Over the past few years here at Gifted Exchange, we've written a few times about "child prodigy" shows, when TV hosts like Ellen or Oprah bring on kids who do what are billed as amazing things. These often involve memorizing a high volume of information, like which US president did what, or lists of famous quotes.
I'm not sure how it's become a broadly held notion that intelligence in children is defined by the ability to memorize things and do quick recall, but I guess this is what makes for good television. All of these kids are, of course, bright, but children in general like to memorize things like the names of all the Thomas the Tank Engine characters or the names of dinosaurs. It helps them make sense of the world and given that they don't have to stuff their brains with other questions (like "did I remember to pay the mortgage?"), many can do it quite well. If you've got parents who want to promote the kid, then you've got a TV segment, though it may not be showing quite what everyone thinks it does.
It was particularly eerie in one of the Oprah episodes I watched, in which a young girl who could recite famous quotes was asked about her favorite quote from Oprah. She gave the quote, then said at the end "Oprah Winfrey." Since she was speaking to Oprah, this made very little sense to give the name of the speaker. But this is how she had memorized everything (quote, then name of person who said the quote), so she stayed true to form, rather than changing to take account of the current situation (which is probably a better measure of intelligence).
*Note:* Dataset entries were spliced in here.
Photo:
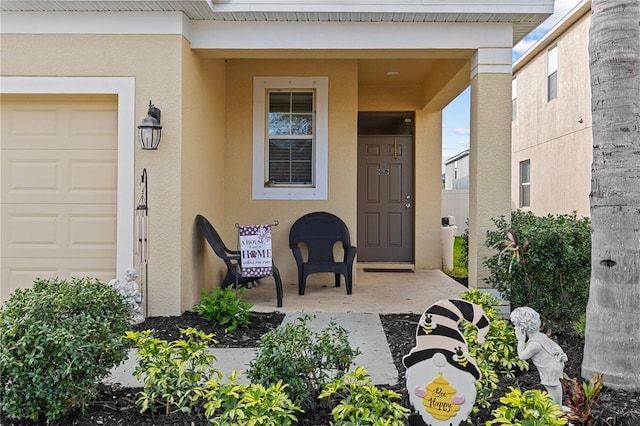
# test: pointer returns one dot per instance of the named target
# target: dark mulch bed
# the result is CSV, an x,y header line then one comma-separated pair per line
x,y
116,406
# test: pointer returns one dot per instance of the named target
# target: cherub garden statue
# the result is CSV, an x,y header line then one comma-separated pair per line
x,y
546,355
131,291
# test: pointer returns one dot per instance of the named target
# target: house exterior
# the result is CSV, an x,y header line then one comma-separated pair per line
x,y
551,128
455,196
270,110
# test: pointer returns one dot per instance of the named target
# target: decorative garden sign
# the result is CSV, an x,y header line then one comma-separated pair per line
x,y
440,374
255,250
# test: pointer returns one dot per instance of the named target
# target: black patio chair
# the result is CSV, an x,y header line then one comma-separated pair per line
x,y
319,232
232,258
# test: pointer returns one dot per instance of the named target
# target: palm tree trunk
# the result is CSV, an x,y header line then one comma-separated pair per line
x,y
612,340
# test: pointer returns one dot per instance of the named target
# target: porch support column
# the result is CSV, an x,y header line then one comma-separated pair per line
x,y
490,152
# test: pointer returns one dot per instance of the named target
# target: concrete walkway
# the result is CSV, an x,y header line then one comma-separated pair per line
x,y
373,293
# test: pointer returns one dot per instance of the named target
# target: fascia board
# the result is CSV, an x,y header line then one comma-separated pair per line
x,y
347,35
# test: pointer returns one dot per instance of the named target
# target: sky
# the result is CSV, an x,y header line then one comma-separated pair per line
x,y
455,117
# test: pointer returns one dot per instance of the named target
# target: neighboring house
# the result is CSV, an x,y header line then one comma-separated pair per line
x,y
270,110
455,196
551,131
456,171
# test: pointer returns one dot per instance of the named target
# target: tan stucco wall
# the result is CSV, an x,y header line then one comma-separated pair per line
x,y
203,170
428,189
157,72
203,164
550,134
490,157
239,206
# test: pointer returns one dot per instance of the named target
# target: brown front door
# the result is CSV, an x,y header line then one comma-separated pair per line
x,y
385,198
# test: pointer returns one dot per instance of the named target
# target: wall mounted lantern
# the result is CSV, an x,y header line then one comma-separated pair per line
x,y
150,130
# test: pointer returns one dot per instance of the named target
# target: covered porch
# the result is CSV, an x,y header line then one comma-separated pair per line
x,y
378,292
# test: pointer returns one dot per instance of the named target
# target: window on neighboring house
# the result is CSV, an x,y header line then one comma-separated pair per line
x,y
514,97
290,143
552,73
525,183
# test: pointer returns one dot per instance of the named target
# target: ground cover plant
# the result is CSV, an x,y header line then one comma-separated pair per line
x,y
304,359
116,406
223,306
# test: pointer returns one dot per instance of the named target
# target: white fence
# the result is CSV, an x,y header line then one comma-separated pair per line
x,y
455,202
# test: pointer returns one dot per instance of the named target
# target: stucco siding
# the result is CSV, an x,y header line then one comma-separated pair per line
x,y
555,135
203,170
239,206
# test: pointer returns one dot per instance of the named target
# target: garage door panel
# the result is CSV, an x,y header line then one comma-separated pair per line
x,y
20,273
54,125
59,230
62,176
58,191
93,179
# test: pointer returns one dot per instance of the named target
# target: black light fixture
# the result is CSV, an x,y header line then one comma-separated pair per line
x,y
150,130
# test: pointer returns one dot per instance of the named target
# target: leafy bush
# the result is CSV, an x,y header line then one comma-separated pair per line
x,y
303,359
234,404
224,307
356,401
532,407
546,266
57,340
498,354
582,399
174,372
464,247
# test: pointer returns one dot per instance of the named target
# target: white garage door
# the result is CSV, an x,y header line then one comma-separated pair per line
x,y
58,188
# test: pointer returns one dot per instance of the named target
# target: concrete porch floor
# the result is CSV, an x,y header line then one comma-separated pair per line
x,y
381,292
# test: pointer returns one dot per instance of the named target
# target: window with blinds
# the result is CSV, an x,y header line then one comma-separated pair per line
x,y
291,137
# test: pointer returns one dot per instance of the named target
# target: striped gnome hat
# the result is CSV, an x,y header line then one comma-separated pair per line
x,y
438,331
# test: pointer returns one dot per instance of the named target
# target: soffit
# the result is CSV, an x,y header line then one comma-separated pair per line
x,y
524,15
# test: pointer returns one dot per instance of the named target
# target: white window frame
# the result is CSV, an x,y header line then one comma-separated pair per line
x,y
525,185
514,98
552,72
319,190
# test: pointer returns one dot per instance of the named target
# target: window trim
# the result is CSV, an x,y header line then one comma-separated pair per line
x,y
514,98
261,86
524,184
552,71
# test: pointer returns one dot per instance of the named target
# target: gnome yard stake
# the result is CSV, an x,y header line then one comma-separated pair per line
x,y
440,374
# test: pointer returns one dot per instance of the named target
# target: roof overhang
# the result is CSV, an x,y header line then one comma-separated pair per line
x,y
523,15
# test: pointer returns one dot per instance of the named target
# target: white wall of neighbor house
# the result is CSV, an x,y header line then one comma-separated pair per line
x,y
555,135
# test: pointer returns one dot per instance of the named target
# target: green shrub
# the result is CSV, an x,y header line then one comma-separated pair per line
x,y
174,373
533,407
235,404
552,275
303,359
224,307
57,340
356,401
464,248
582,398
498,354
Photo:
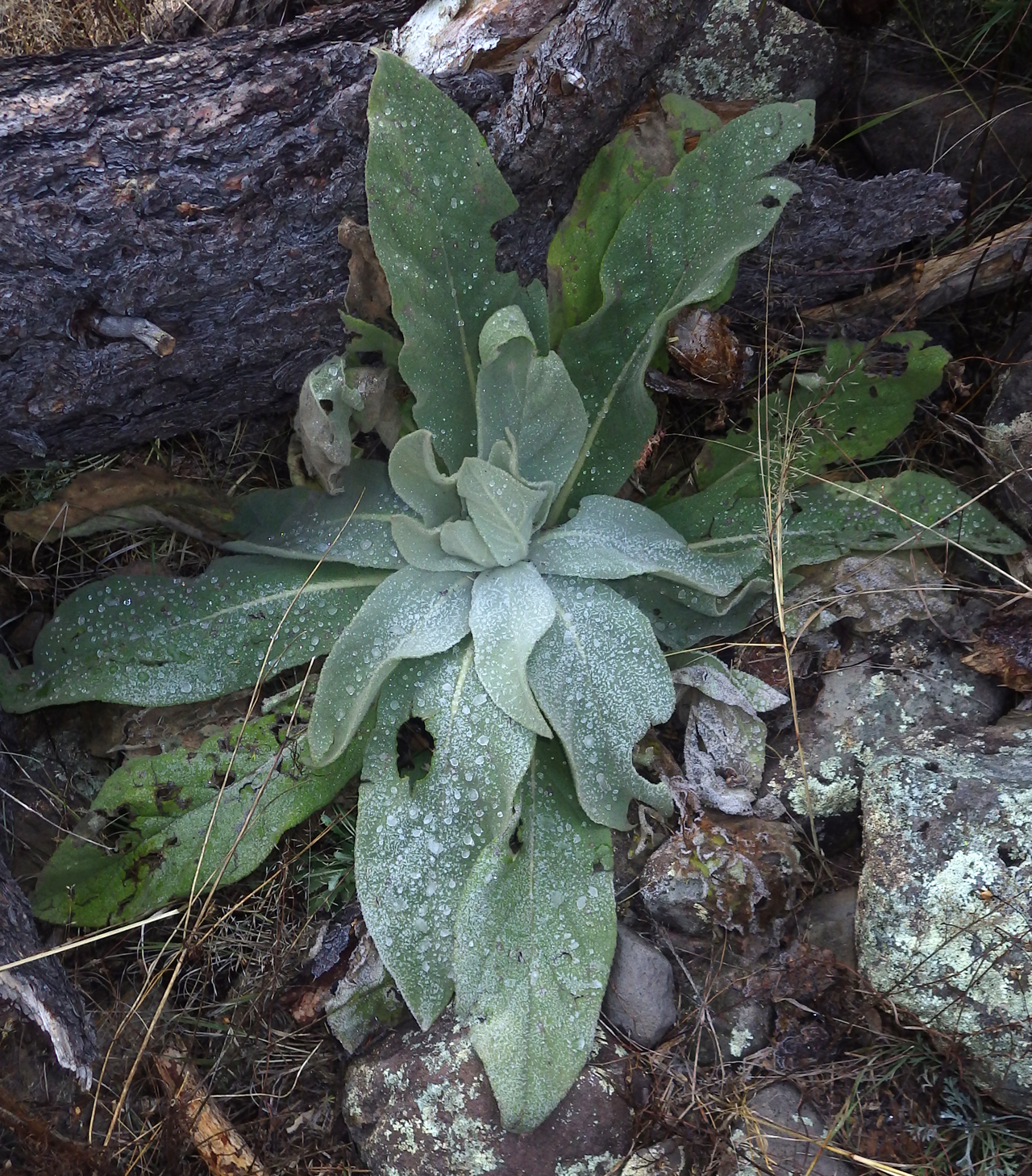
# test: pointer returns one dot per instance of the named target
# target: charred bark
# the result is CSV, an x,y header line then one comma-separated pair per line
x,y
197,189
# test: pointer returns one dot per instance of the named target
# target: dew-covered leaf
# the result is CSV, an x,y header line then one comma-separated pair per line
x,y
535,939
533,398
421,547
154,642
610,539
138,847
503,508
352,526
511,608
618,175
464,541
841,413
416,844
601,680
434,194
411,614
682,618
676,246
418,482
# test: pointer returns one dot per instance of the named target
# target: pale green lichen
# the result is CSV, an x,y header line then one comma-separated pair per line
x,y
943,924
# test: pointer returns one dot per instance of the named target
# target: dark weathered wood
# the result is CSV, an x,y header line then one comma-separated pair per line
x,y
199,186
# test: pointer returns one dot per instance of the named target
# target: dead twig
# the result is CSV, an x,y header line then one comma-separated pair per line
x,y
988,265
216,1141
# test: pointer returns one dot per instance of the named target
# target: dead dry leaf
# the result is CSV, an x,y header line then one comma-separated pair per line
x,y
126,500
1004,649
368,295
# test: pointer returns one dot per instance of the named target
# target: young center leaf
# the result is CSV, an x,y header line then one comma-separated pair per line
x,y
535,936
434,194
676,246
138,847
416,844
601,680
411,614
153,642
511,609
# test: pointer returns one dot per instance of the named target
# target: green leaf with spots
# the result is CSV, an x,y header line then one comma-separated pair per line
x,y
418,844
434,194
845,412
139,846
535,939
676,246
615,179
411,614
154,642
601,680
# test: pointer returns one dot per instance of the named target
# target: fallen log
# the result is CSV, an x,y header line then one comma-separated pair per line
x,y
194,190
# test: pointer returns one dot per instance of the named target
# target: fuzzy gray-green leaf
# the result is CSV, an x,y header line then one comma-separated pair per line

Anyway, this television tendency will now get a new breath of life with the new Fox show, premiering next week, called "Our Little Genius." In it, children pulled from gifted programs will answer increasingly difficult trivia questions to win money. Their parents have the option to have them stop at any given point if they decide that's enough winnings. The show's creator, Mark Burnett, told the New York Times that “I love that we’re shining a light on these academic geniuses... So much light is shined on gymnasts, football players, singers and actors. It’s not often that you get a light shined on academics.”
This is definitely true. However, I wish we would recognize that this is a certain kind of academics. For game shows to work, there has to be a right answer. So you get questions like "Who was the Roman god of war?" for which you can study and cough up the right answer. You don't get more interesting questions like "why might a culture have a god of war?" or "how might it change a culture to move from a pantheon of gods to one god?" which actually test a person's ability to draw on different bits of information and reach a new conclusion. If you had a show in which a 7-year-old discussed those questions, I'd definitely watch it. But since there's no right answer, it would be hard to dole out $500,000 in front of a studio audience. And the ratings would probably stink.